In 1989, Gillespie received the Grammy Lifetime Achievement Award. The next year, at the Kennedy Center ceremonies celebrating the centennial of American jazz, Gillespie was awarded the Kennedy Center Honors and the American Society of Composers, Authors, and Publishers (ASCAP) Duke Ellington Award for 50 years of achievement as a composer, performer, and bandleader.

In 1989, Gillespie was awarded with an honorary doctorate of music from Berklee College of Music.

In 1991, Gillespie received the Golden Plate Award of the American Academy of Achievement, presented by Awards Council member Wynton Marsalis.

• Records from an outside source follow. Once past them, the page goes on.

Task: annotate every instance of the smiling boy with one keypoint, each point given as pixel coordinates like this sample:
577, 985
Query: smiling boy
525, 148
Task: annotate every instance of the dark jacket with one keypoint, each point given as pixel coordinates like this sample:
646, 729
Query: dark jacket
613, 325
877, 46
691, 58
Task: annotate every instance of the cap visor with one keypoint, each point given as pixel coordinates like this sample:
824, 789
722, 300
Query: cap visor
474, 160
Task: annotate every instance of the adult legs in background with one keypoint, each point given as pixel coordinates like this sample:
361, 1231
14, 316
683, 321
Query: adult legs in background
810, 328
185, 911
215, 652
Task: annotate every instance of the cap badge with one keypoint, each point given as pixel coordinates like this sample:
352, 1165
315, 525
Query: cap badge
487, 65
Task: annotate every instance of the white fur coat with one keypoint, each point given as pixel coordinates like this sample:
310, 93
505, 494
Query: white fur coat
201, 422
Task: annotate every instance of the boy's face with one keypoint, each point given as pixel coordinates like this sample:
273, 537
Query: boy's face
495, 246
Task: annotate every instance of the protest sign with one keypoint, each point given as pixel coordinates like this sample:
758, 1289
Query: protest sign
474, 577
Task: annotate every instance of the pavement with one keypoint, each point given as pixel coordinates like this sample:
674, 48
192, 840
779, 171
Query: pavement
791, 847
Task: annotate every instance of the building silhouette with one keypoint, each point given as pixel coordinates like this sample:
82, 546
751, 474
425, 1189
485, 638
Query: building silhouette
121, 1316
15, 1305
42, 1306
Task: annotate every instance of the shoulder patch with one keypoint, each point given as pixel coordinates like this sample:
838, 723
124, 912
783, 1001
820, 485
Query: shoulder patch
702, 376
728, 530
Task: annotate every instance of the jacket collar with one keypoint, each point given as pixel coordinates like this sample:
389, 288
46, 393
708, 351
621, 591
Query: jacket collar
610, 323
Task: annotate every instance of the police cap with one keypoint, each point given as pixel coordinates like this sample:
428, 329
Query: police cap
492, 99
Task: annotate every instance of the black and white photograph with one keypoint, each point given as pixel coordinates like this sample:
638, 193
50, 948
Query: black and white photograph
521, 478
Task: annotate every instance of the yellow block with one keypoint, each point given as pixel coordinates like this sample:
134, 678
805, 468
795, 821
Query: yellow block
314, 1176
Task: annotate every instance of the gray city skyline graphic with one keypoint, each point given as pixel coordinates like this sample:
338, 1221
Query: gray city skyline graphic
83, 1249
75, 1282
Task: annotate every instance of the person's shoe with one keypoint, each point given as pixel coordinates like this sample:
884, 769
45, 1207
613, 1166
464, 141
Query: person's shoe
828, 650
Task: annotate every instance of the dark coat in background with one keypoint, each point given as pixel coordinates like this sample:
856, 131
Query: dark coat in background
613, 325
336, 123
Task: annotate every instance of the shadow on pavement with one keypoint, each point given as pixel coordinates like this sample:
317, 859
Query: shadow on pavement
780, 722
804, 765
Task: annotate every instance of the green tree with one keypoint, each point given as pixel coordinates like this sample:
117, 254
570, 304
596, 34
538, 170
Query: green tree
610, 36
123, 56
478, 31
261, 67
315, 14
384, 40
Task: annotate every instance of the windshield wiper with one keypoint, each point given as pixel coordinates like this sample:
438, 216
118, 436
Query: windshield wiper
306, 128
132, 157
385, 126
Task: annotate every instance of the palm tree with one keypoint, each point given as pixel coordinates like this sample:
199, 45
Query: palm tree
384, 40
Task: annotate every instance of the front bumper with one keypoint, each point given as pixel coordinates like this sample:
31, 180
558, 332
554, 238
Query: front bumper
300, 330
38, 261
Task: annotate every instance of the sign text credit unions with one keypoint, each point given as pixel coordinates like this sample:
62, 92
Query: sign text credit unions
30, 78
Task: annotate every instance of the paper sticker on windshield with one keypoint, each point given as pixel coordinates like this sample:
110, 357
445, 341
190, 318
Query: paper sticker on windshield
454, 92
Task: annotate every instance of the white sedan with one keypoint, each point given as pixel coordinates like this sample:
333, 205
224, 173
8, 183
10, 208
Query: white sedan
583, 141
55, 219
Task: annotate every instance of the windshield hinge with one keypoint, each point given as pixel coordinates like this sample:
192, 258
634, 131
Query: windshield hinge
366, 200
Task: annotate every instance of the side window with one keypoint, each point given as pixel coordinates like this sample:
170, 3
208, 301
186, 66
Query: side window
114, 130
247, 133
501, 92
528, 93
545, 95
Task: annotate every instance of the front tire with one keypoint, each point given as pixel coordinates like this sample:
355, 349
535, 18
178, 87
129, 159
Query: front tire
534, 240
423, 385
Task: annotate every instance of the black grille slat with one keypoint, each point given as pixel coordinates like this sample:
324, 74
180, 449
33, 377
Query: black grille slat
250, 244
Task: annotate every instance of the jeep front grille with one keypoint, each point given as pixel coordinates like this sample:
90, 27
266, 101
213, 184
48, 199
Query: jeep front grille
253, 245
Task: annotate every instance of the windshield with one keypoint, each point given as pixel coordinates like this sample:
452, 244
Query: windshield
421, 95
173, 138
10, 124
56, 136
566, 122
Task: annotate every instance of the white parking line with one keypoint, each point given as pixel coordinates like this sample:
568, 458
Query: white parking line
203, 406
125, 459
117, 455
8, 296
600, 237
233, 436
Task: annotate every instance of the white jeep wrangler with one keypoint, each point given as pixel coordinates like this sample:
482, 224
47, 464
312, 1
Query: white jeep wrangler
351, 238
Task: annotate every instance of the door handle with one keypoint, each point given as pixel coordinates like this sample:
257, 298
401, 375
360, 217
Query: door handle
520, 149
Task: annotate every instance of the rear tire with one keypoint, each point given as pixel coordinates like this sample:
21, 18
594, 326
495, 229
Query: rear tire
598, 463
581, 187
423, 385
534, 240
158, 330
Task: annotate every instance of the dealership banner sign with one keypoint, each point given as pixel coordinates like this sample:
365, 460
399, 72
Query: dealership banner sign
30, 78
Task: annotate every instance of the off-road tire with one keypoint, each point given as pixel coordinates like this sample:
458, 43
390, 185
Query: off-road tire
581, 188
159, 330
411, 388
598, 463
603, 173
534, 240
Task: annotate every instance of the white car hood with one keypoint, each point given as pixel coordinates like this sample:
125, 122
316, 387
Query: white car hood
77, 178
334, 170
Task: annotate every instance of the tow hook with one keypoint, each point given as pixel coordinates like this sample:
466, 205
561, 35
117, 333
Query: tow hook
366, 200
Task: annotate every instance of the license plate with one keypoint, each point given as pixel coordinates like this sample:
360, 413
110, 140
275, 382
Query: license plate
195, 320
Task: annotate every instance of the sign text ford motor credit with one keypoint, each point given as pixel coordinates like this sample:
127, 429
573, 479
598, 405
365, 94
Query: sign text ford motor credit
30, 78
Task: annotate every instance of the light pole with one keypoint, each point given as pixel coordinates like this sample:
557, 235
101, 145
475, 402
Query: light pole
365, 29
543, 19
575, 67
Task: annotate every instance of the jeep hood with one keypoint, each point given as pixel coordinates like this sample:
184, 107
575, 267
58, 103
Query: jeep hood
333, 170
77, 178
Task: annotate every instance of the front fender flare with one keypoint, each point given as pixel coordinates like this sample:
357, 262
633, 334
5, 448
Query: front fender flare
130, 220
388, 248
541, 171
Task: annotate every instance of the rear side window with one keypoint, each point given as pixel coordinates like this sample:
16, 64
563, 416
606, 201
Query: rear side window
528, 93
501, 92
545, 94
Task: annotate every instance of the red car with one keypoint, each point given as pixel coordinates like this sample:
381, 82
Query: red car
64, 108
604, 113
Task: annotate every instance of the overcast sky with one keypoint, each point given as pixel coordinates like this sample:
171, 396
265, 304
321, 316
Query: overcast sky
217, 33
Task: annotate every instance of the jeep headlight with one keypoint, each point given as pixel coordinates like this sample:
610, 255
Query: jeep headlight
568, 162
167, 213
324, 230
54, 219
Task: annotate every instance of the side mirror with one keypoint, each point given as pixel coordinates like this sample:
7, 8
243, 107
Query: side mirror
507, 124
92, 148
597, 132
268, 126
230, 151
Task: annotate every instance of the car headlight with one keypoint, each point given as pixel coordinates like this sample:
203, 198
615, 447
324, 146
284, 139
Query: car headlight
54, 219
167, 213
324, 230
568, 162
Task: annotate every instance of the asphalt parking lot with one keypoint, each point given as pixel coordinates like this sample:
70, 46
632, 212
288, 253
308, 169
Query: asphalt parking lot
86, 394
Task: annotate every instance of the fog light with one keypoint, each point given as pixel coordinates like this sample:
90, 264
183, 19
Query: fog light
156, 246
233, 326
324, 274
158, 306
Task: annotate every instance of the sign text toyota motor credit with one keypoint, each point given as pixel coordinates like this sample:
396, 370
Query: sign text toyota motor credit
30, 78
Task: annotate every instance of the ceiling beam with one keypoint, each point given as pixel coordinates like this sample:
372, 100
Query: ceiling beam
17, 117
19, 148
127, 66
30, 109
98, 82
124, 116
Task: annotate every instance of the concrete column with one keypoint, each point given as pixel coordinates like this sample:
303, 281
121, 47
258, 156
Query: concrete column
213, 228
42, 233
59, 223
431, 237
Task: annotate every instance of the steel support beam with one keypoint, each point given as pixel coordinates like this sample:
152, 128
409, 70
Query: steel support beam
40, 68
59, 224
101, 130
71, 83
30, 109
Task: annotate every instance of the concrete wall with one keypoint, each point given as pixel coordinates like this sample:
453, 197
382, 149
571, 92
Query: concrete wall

In 1993, he received the Polar Music Prize in Sweden. In 2002, he was posthumously inducted into the International Latin Music Hall of Fame for his contributions to Afro-Cuban music. He was honored on December 31, 2006, in "A Jazz New Year's Eve: Freddy Cole & the Dizzy Gillespie All-Star Big Band" at the Kennedy Center. In 2014, Gillespie was inducted into the New Jersey Hall of Fame.

==In popular culture==
Samuel E. Wright played Dizzy Gillespie in the film Bird (1988), about Charlie Parker. Kevin Hanchard portrayed Gillespie in the Chet Baker biopic Born to Be Blue (2015). Charles S. Dutton played him in For Love or Country: The Arturo Sandoval Story (2000).